In “Women and Their Hair: Seeking Power through Resistance and Accommodation,” Rose Weitz* discusses how women use their hair — its color, how they style it — to send messages about themselves. For instance, some women with professional careers (lawyers, etc.) talked about cutting their hair shorter because they felt they’d be taken more seriously if they downplayed their femininity. African American professionals said they often straightened their hair to counter the stereotype of the “angry Black woman.” Hair styles may also send signals about our political views or religious affiliations.

I thought of that article when I saw a video sent in by Tom Megginson (author of the blog Change Marketing). The video was produced by HairLoss.com; they describe it as a public service announcement. From a story at PRWeb:

HairLoss.com, the Internet’s most comprehensive resource for unbiased consumer information and education concerning hair loss solutions and conditions, has released the second of a series of animated, one-minute-long public service announcements titled “Hair is Important”.

According to Michael Garcia, spokesman for HairLoss.com, this second video release “aims to illustrate to the public that men and women who are trying to restore their hair are really trying to restore much more than just their hair.”

Here’s the video:

The video illustrates Weitz’s point: hair is presented here as a way to “project who we are, what we believe in…and how we view the world.” The right hairstyle — which clearly means having hair — gives you the confidence to do something extraordinary. A lack of hair keeps us from “looking like ourselves and feeling like ourselves again.” If you go bald, you’ll lead a sad, lonely life and won’t get married.

HairLoss.com sponsors a video contest. Part of the description:

Create a 60-second “Public Service-Style Announcement” that captures one or more of the following ideas and concepts:

  • Hair Loss is no Laughing Matter.
  • Restoring Hair is about Restoring Life
  • Hair is important.
  • Accept Your Hair Loss (I am More than my Hair)
  • You may also create a video designed around your own compassionate and positive message.

The fourth option in that list — Accept Your Hair Loss (I am More than my Hair) — is an interesting contrast to the others. Clearly hair loss is presented as problematic by the organization; it’s “no laughing matter,” getting it back “restor[es] your life,” and hair loss may require compassion…something you generally feel toward people facing a serious difficulty.

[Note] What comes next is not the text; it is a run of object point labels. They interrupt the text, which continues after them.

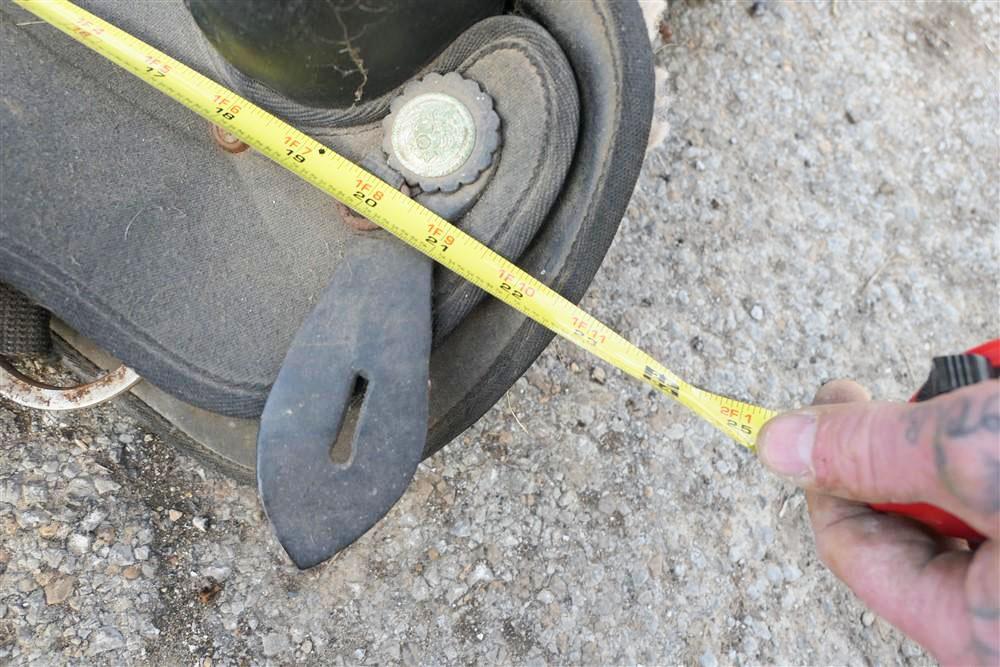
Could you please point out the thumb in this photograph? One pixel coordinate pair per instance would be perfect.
(792, 456)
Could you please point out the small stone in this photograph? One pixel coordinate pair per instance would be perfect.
(121, 554)
(455, 592)
(58, 590)
(49, 530)
(105, 639)
(35, 493)
(10, 492)
(92, 520)
(105, 485)
(481, 572)
(275, 643)
(31, 519)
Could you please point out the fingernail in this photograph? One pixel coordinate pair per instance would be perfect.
(785, 445)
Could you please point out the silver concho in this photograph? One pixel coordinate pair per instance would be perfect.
(441, 133)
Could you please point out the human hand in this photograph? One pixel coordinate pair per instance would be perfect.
(846, 452)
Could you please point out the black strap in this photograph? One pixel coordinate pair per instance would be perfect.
(24, 327)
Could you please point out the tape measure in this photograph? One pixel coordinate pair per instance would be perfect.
(393, 211)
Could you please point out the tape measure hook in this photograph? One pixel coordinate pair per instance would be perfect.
(30, 393)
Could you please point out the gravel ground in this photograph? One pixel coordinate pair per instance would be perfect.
(824, 205)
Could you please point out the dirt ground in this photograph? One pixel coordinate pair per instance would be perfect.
(823, 205)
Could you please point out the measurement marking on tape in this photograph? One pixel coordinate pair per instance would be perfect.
(392, 210)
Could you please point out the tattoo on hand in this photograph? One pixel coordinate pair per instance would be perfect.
(952, 424)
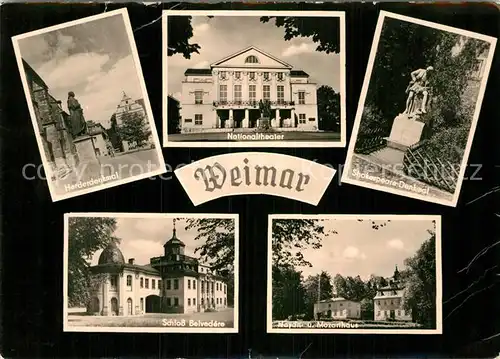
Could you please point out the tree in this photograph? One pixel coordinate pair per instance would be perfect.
(328, 108)
(134, 128)
(86, 235)
(179, 32)
(420, 278)
(324, 31)
(218, 249)
(292, 235)
(287, 293)
(318, 284)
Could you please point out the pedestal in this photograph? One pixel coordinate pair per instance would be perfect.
(85, 149)
(405, 132)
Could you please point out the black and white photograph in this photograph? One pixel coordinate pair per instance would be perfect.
(354, 274)
(88, 103)
(161, 273)
(254, 78)
(418, 109)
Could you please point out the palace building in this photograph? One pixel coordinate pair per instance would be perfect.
(388, 302)
(172, 283)
(226, 95)
(338, 308)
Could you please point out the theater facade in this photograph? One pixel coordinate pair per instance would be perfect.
(226, 96)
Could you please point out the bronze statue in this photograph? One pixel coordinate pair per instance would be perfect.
(78, 124)
(419, 85)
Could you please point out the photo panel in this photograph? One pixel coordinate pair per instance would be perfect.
(88, 104)
(418, 109)
(243, 81)
(354, 274)
(145, 272)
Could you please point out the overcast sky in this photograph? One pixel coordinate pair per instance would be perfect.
(222, 36)
(94, 60)
(358, 249)
(143, 238)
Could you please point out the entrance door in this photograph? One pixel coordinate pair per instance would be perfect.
(129, 306)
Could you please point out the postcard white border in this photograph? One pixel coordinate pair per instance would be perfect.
(262, 144)
(69, 328)
(439, 280)
(123, 12)
(361, 104)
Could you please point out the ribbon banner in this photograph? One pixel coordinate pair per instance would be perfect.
(255, 173)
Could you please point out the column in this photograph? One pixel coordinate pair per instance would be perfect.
(246, 120)
(105, 300)
(121, 293)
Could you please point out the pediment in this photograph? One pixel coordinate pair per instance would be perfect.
(242, 58)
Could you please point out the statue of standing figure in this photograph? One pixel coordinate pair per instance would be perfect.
(419, 85)
(77, 121)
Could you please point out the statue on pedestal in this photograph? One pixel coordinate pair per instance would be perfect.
(77, 121)
(419, 86)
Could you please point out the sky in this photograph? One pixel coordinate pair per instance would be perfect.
(94, 60)
(222, 36)
(358, 249)
(143, 238)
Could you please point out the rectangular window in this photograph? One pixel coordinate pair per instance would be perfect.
(198, 97)
(302, 97)
(281, 94)
(252, 93)
(266, 92)
(237, 93)
(223, 93)
(198, 119)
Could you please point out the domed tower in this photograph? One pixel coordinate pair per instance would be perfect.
(174, 247)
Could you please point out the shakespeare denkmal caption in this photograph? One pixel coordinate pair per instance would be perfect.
(214, 177)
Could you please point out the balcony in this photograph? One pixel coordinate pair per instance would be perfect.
(251, 104)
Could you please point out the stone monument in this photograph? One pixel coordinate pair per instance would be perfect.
(78, 126)
(407, 128)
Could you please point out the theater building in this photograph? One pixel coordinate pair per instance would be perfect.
(172, 283)
(226, 95)
(338, 308)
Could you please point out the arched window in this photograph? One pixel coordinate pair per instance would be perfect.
(251, 60)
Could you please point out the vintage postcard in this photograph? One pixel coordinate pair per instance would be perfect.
(254, 78)
(88, 104)
(354, 274)
(418, 109)
(158, 273)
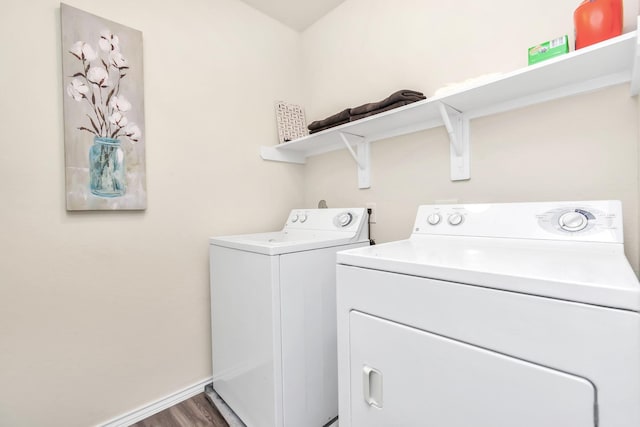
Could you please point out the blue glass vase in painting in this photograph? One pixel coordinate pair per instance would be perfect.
(106, 168)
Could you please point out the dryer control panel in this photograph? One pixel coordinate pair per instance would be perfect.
(596, 221)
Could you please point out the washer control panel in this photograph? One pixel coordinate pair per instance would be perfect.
(598, 221)
(346, 219)
(579, 219)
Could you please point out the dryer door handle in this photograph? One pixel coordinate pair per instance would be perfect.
(372, 386)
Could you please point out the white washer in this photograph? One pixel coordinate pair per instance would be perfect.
(274, 319)
(492, 315)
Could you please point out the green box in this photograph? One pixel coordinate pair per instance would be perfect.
(549, 49)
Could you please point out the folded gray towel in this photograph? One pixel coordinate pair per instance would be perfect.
(339, 118)
(380, 110)
(401, 95)
(330, 125)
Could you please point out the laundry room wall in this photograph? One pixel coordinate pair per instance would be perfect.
(104, 312)
(578, 148)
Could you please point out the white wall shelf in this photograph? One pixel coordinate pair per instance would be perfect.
(605, 64)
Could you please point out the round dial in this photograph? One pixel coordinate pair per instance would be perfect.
(573, 221)
(455, 219)
(434, 219)
(344, 219)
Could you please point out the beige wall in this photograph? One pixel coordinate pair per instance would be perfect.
(101, 313)
(584, 147)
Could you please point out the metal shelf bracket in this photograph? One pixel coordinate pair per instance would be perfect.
(457, 125)
(361, 155)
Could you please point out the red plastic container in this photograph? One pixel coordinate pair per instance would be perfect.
(597, 20)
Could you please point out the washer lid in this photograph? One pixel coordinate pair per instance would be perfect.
(280, 242)
(591, 273)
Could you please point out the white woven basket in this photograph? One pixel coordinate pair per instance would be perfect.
(291, 122)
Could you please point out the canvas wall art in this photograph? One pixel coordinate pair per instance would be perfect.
(104, 134)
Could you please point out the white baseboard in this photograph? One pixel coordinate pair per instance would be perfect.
(152, 408)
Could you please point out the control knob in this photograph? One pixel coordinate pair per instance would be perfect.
(573, 221)
(344, 219)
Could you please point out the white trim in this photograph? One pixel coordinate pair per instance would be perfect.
(152, 408)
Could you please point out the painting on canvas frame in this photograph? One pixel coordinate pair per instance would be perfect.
(104, 134)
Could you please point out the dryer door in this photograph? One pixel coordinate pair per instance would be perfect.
(406, 377)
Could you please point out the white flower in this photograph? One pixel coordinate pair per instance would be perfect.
(98, 76)
(117, 60)
(108, 41)
(133, 132)
(120, 103)
(118, 119)
(83, 51)
(76, 89)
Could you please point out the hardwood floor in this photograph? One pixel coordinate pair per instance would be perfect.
(194, 412)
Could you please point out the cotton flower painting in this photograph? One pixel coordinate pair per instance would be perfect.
(103, 113)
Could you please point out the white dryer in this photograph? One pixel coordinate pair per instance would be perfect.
(274, 317)
(492, 315)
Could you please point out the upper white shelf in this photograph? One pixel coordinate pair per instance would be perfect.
(608, 63)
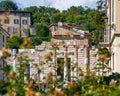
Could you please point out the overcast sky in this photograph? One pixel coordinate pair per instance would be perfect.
(59, 4)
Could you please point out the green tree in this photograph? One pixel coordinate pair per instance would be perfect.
(8, 5)
(14, 42)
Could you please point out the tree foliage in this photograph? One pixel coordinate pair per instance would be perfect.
(8, 5)
(84, 17)
(41, 30)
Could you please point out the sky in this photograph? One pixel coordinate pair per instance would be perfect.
(58, 4)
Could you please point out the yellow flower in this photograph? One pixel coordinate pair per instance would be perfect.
(71, 85)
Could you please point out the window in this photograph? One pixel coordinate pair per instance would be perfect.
(8, 29)
(15, 30)
(16, 14)
(112, 10)
(6, 21)
(24, 14)
(16, 21)
(24, 22)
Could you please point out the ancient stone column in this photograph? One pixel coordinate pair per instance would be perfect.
(65, 66)
(86, 59)
(76, 63)
(14, 60)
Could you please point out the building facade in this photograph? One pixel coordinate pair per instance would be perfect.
(3, 36)
(71, 52)
(113, 32)
(16, 22)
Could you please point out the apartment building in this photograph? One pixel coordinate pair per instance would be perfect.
(113, 32)
(16, 22)
(71, 50)
(3, 36)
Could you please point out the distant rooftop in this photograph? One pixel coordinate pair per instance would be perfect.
(14, 11)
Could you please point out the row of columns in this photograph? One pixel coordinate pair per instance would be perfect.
(74, 71)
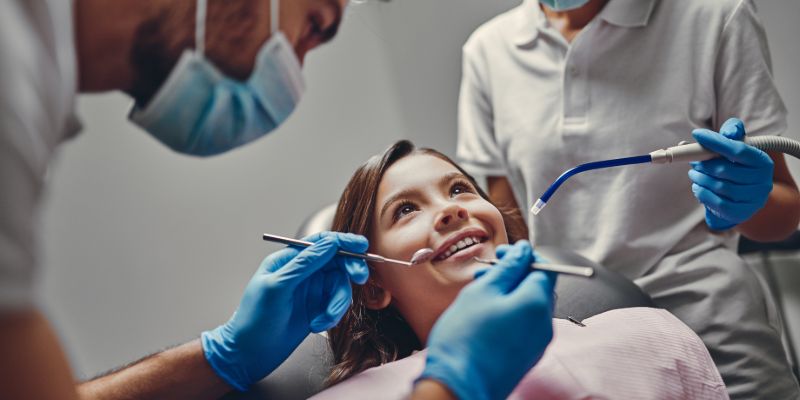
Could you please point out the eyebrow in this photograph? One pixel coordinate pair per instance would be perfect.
(329, 33)
(411, 192)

Throwing in the option of accepting hair loss feels like women’s magazines that have a one-page article on accepting your body, surrounded by pages of articles on dieting and using fashion to camouflage your “problem areas.”

A HairLoss.com rep also warns that you may not realize how miserable you are if you’re experiencing hair loss until you find a cure to your sad condition:

“Restoring hair is about restoring self-confidence and self-esteem,” said Garcia. “There’s an emptiness that follows losing one’s hair. Oftentimes, the hair loss sufferer doesn’t even realize just how much they have lost, besides hair, until they find a solution to their hair loss and get it all back.”

In his post about this “PSA,” Tom points out individuals with bald heads (voluntarily or otherwise) who still managed to inspire, entertain, lead, express a political viewpoint, and so on.

This emphasis on the need for men to have a full head of (not-too-grey, of course, definitely not grey) hair is interesting given that men are increasingly told they need to eliminate hair on other parts of their bodies (when not being ridiculed for doing so).

It also illustrates how we think about aging. The “real” you is a youthful you, before any signs of hair loss appeared. Hair loss robs you of your essential personhood, turning you into another person; getting your hair back makes you look and feel like yourself again. The message here is that aging isn’t a natural process that you go through. An aging you isn’t really you at all. Signs of aging steal your true self, turning you into a different, inferior, person. The way you looked in, say, your 20s and 30s, is the essence of you, and you must maintain/regain that look to remain truly you.

* In The Politics of Women’s Bodies: Sexuality, Appearance, and Behavior, 3rd edition (2010), p. 214-231.